Pada tahun 1975, Louise menikah dengan Suhu di Bali. Sejak
saat itu, dinamika PGB semakin hidup dan berkembang; baik dari segi
keanggotaan, keuangan, dan jaringan dengan tokoh-tokoh politik serta
intelektual. Cabang di Barkeley, Amerika, dan Jerman pun dibentuk.
Tahun 1976, PGB resmi menjadi anggota IPSI Bogor.
Pada perayaan Malam Bulan Purnama, tanggal 27 September
1977, dibacakan sebuah Mukadimah yang kemudian dinyatakan sebagai Mukadimah Guru
Besar untuk seluruh perguruan di mana pun berada.

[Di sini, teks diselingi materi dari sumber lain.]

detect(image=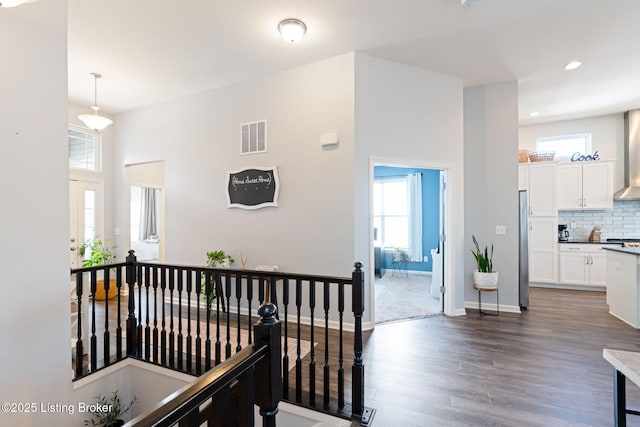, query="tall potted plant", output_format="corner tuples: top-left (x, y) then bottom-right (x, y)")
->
(80, 237), (118, 301)
(471, 236), (498, 286)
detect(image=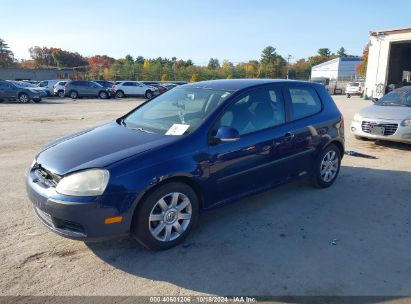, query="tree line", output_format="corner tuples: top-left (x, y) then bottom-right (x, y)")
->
(0, 39), (365, 82)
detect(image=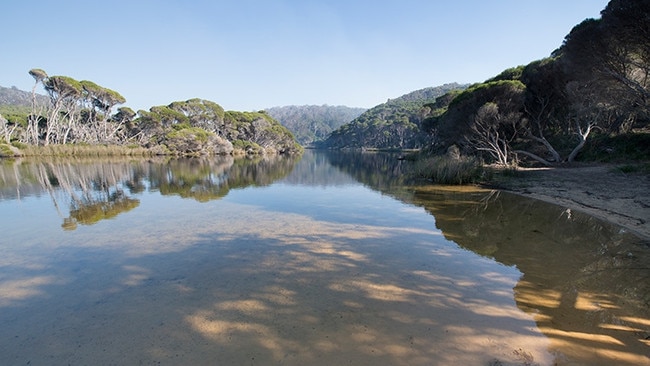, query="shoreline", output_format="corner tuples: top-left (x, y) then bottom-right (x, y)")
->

Mukadimah Guru Besar ini
menjadi visi dan dasar bagi warga PGB dalam seluruh kehidupannya.
Tahun 1978, dibentuk Pewaris (Sin Pay Touw Tee) huruf Goan.
Pada tahun 1982, atas usul Ali Moertopo (kala itu menjabat
sebagai menteri penerangan), PGB syuting demonstrasi gerak di TVRI.

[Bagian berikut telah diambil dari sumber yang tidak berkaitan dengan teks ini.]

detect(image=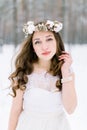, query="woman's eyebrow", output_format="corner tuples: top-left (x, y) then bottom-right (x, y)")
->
(46, 35), (53, 38)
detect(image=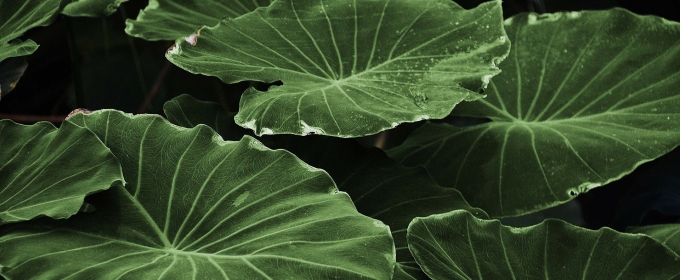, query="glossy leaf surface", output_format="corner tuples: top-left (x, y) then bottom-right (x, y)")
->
(166, 0), (509, 137)
(408, 211), (680, 279)
(61, 0), (128, 17)
(125, 0), (272, 41)
(0, 0), (61, 61)
(0, 110), (394, 279)
(164, 95), (488, 275)
(0, 120), (124, 225)
(389, 9), (680, 217)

Dua tahun setelahnya, pada tanggal 26-28 Mei 1984, di Bumi
Perkemahan Cibubur, Jakarta, diadakan sebuah acara akbar yang diprakarsai oleh
Suhu Subur dalam rangka mewujudkan tujuan PGB sebagai pemersatu pesilat. Acara
ini dinamakan Riungan para Pesilat dan dihadiri oleh sekitar 2500 pesilat. Pada
tahun yang sama, AD/ART PGB disempurnakan dan disahkan.

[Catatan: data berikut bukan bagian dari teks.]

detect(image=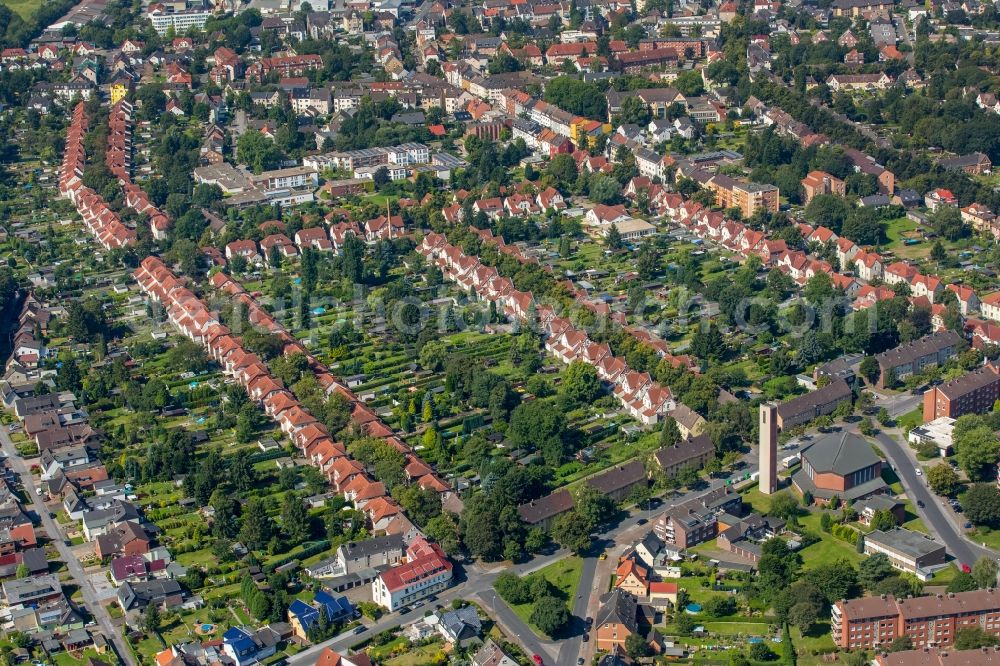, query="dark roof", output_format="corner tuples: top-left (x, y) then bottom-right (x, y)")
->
(937, 366), (1000, 400)
(594, 587), (637, 632)
(938, 153), (992, 169)
(517, 490), (573, 525)
(341, 534), (406, 559)
(653, 435), (715, 469)
(587, 460), (646, 493)
(875, 331), (962, 370)
(802, 431), (881, 476)
(778, 378), (851, 421)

Kepergian Sang Suhu (31 Desember 1985)
Pada tanggal 1 Januari 1986, di Desa Sluke, Jawa Tengah,
kendaraan yang dinaiki oleh Suhu Subur mengalami kecelakaan. “Raja Kera
Melompat Tiga Kali”, begitu tulisan di kertas Ciam Sie no. 4 yang ditemukan di
kantung Suhu, seperti memberi “tanda” kepulangan beliau keharibaan Sang
Pencipta untuk selamanya. Jenazah beliau kemudian dibawa ke Bogor dan
disemayamkan di TC Kebun Jukut, tanggal 10 Januari 1986, dengan dihadiri oleh
ratusan murid, keluarga, teman, simpatisan, dan mereka yang menaruh hormat pada
almarhum. Jenazah almarhum dimakamkan di Padepokan PGB,Tugu, Cisarua.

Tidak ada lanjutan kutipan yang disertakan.